Closing of the issuance and sale of the
Firm Shares is scheduled for November 29, 2016, subject to customary closing conditions. A legal opinion relating to the validity
of the Shares is filed herewith as Exhibit 5.1.
The Underwriting Agreement
contains customary representations, warranties and agreements by the Company and customary conditions to closing, obligations
of the parties and termination provisions. Additionally, the Company has agreed to indemnify the Underwriters against
certain liabilities, including liabilities under the Securities Act of 1933, as amended (the “Securities Act”), or to
contribute to payments the Underwriters may be required to make because of any of those liabilities. Furthermore, the Company
has agreed with the Underwriters not to offer or sell any shares of its common stock (or securities convertible into or
exchangeable for common stock), subject to limited exceptions, for a period of 90 days after the date of the Underwriting
Agreement without the prior written consent of the Representatives.
The Company intends to use more than 5%
of the net proceeds of this offering to repay outstanding indebtedness under its credit agreement. The Bank of Nova Scotia
serves as the administrative agent and is a lender under this agreement, and the Royal Bank of Canada, HSBC Bank Canada and
Natixis, New York Branch are lenders under this agreement. Because Scotia Capital Inc., an affiliate of The Bank of Nova
Scotia, RBC Dominion Securities Inc., an affiliate of the Royal Bank of Canada, HSBC Securities (Canada) Inc., an affiliate
of HSBC Bank Canada, and Natixis Securities Americas LLC, an affiliate of Natixis, New York Branch are underwriters in this
offering, a ‘‘conflict of interest’’ is deemed to exist under FINRA Rule 5121. Accordingly, the
offering was made in compliance with the applicable provisions of FINRA Rule 5121. In addition, in accordance with Rule 5121,
Scotia Capital Inc., RBC Dominion Securities Inc., HSBC Securities (Canada) Inc., and Natixis Securities Americas LLC will not
make sales to discretionary accounts without the prior written consent of the customer. Peter Dey, the chairman of Paradigm
Capital Inc., is a member of the Company’s board of directors.
The Underwriters and their respective affiliates
are full service financial institutions engaged in various activities, which may include securities trading, commercial and investment
banking, financial advisory, investment management, investment research, principal investment, hedging, financing and brokerage
activities. Certain of the Underwriters and their respective affiliates have, from time to time, performed, and may in the future
perform, various financial advisory and investment banking services for the Company, for which they received or will receive customary
fees and expenses.
In addition, in the ordinary course of their
various business activities, the Underwriters and their respective affiliates may make or hold a broad array of investments and
actively trade debt and equity securities (or related derivative securities) and financial instruments (including bank loans) for
their own account and for the accounts of their customers and may at any time hold long and short positions in such securities
and instruments.
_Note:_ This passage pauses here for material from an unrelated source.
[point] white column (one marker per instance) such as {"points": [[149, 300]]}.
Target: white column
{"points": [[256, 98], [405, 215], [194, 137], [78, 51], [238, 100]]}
Such investment and securities activities may involve the Company’s securities and instruments. The Underwriters
and their respective affiliates may also make investment recommendations or publish or express independent research views in respect
of such securities or instruments and may at any time hold, or recommend to clients that they acquire, long or short positions
in such securities and instruments.
The foregoing description of the Underwriting
Agreement is qualified in its entirety by reference to such Underwriting Agreement, a copy of which is filed herewith as Exhibit
1.1 and is incorporated herein by reference.